DESCRIPTION (provided by applicant): Mutations in the APC tumor suppressor gene cause FAP and are detected in approximately 80% of sporadic colorectal cancers. A loss of functional APC results in activation of TCF/Beta-catenin-mediated transcription. Activation of this pathway alters the expression of numerous genes, e.g., COX-2, that have been implicated in the pathogenesis of colorectal cancer. Preclinical and clinical studies have highlighted the potential importance of COX-2 as a therapeutic target for preventing and possibly treating colorectal cancer. The long-term objective of this application is to better understand the mechanistic link between APC, COX-2 and colorectal carcinogenesis as well as the mechanism(s) of action of selective COX-2 inhibitors. We have shown that activation of Beta-catenin signaling stimulates prostanoid biosynthesis by inducing COX-2 and mPGES-1. Notably, deregulated TCF/Beta-catenin signaling stimulated the transcription of both genes, stabilized COX-2 mRNA while blocking its translation. Activation of EGFR/Ras signaling, a common event in colorectal neoplasia, relieved this translational block. In one aim, we will define the mechanisms underlying these effects. A second aim will be to characterize the effects of COX-2-derived products on downstream pathways that have been implicated in carcinogenesis. This aim is supported by preliminary evidence that PGE2 and TXA2 activate TCF/Beta-catenin-mediated transcription and EGFR signaling suggesting cross-talk between these pathways. Additionally, PGE2 and TXA2 altered the post-transcriptional control of TCF/Beta-catenin target genes suggesting that eicosanoids affect cell growth by multiple mechanisms. Finally, we have shown that celecoxib "normalizes" deregulated TCF/Beta-catenin-mediated transcription by a COX-2- independent mechanism.
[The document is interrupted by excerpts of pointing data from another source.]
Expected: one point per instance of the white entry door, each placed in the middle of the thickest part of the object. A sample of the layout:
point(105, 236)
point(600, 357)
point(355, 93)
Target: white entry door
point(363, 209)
Hence, a third aim will be to perform additional in vitro and in vivo studies to further evaluate these effects. These studies will enhance our understanding of the mechanistic link between COX-2 and colorectal cancer and potentially assist us in optimizing the use of selective COX-2 inhibitors as therapy.

描述（由申请人提供）：APC 肿瘤抑制基因的突变会导致 FAP，并在大约 80% 的散发性结直肠癌中检测到。功能性 APC 的丧失会导致 TCF/β-连环蛋白介导的转录激活。该通路的激活会改变许多基因的表达，例如 COX-2，这些基因与结直肠癌的发病机制有关。临床前和临床研究强调了 COX-2 作为预防和可能治疗结直肠癌的治疗靶点的潜在重要性。本申请的长期目标是更好地了解 APC、COX-2 与结直肠癌发生之间的机制联系以及选择性 COX-2 抑制剂的作用机制。我们已经证明，β-连环蛋白信号传导的激活通过诱导 COX-2 和 mPGES-1 来刺激前列腺素生物合成。值得注意的是，失调的 TCF/β-连环蛋白信号传导刺激了这两个基因的转录，稳定了 COX-2 mRNA，同时阻断了其翻译。 EGFR/Ras 信号传导的激活（结直肠肿瘤中的常见事件）缓解了这种翻译障碍。我们的一个目标是定义这些影响背后的机制。第二个目标是表征 COX-2 衍生产物对与致癌有关的下游途径的影响。这一目标得到了初步证据的支持，即 PGE2 和 TXA2 激活 TCF/β-连环蛋白介导的转录和 EGFR 信号传导，表明这些途径之间存在串扰。此外，PGE2 和 TXA2 改变了 TCF/β-catenin 靶基因的转录后控制，表明类二十烷酸通过多种机制影响细胞生长。最后，我们发现塞来昔布通过 COX-2 独立机制使 TCF/β-连环蛋白介导的转录失调“正常化”。因此，第三个目标是进行额外的体外和体内研究以进一步评估这些影响。这些研究将增强我们对 COX-2 与结直肠癌之间机制联系的理解，并可能帮助我们优化选择性 COX-2 抑制剂的治疗用途。